Limitations and Solutions for Low-Voltage-Discharge Testing
While this FET load method has worked quite well for years, it suffers from a limitation. As the discharge control circuit wants to draw more current, it programs the FET to have lower and lower resistance. Eventually, the FET’s resistance cannot be “turned down” any further—it has reached its minimum resistance, known as the full-on resistance of the FET.
Once the FET reaches this minimum resistance, it just operates as a fixed, very low resistance. As the voltage of the cell goes toward 0 V, the maximum current that can be drawn drops linearly because of Ohm’s Law:
Max_Available_Load_Current = Cell_Voltage / FET_Full-on_Resistance
这种行为在循环器通道或电子负载的放电特征中可见(图2)。
如果您需要使用基本循环仪或电子负载以2 V低于2 V,则有一个解决方案。可以将增强供应与电池的输出一起串联(图3)。This boost supply adds the required voltage to keep the input voltage to the cycler or electronic load above this minimum operating voltage such that the discharge control circuit never has to push the FET to its full-on resistance state.

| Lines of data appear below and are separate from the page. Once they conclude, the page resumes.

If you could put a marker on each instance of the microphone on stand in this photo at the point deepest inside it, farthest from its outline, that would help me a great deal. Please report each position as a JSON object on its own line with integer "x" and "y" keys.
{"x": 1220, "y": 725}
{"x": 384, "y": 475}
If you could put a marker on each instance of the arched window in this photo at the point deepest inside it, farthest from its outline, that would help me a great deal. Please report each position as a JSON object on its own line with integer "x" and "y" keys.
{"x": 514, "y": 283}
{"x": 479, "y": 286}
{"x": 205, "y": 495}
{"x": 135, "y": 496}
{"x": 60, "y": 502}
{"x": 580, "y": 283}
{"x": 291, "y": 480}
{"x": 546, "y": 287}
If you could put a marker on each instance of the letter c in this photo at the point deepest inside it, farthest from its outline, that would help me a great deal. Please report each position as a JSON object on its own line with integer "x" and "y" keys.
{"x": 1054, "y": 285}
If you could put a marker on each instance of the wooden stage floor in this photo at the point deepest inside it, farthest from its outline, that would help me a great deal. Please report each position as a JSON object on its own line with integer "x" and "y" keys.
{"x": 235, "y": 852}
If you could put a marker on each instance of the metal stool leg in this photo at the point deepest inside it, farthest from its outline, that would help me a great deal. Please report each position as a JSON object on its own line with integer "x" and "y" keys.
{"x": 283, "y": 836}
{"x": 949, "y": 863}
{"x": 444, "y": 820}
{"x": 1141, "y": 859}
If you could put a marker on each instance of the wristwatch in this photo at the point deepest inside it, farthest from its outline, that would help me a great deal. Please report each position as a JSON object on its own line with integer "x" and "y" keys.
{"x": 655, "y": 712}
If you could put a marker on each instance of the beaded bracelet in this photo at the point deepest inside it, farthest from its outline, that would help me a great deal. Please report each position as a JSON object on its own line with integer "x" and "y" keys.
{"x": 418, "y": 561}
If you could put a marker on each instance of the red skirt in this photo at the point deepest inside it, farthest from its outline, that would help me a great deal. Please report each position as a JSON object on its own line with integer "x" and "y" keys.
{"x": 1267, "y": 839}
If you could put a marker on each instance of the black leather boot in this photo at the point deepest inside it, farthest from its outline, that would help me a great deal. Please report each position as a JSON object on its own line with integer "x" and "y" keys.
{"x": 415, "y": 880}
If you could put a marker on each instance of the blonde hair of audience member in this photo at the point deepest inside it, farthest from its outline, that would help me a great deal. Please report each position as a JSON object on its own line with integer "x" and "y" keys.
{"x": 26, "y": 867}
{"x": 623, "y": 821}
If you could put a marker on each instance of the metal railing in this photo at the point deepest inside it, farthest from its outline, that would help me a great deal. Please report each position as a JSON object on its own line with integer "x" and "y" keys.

The boost supply can be complex to configure and adds extra cost to the test setup. But if you must test at low voltage and you’re limited to the equipment you have available, this may be a viable choice. In a future article, I will cover how to configure a boost supply to allow for low-voltage operation.
对于情况1,在测试设备可以达到0 V甚至负电压的情况下,增强电源有效地内置在测试人员体系结构中。因此,由于其内部增强供应,通过设计,单元格测试通道或SMU可以通过设计实现低压操作,而无需外部增强供应。尽管这为您提供了最大的灵活性,但这确实意味着测试人员更加复杂,并且会带来更高的成本。
Summary
If low-voltage-discharge testing is required by your test protocol, it’s recommended to buy test equipment that supports low-voltage-discharge testing below 2 V. For cycle-life testing, where your test protocol never requires low-voltage-discharge testing, you can achieve a measurable savings by selecting equipment that doesn’t support operation below 2 V and doesn’t have a built-in boost supply.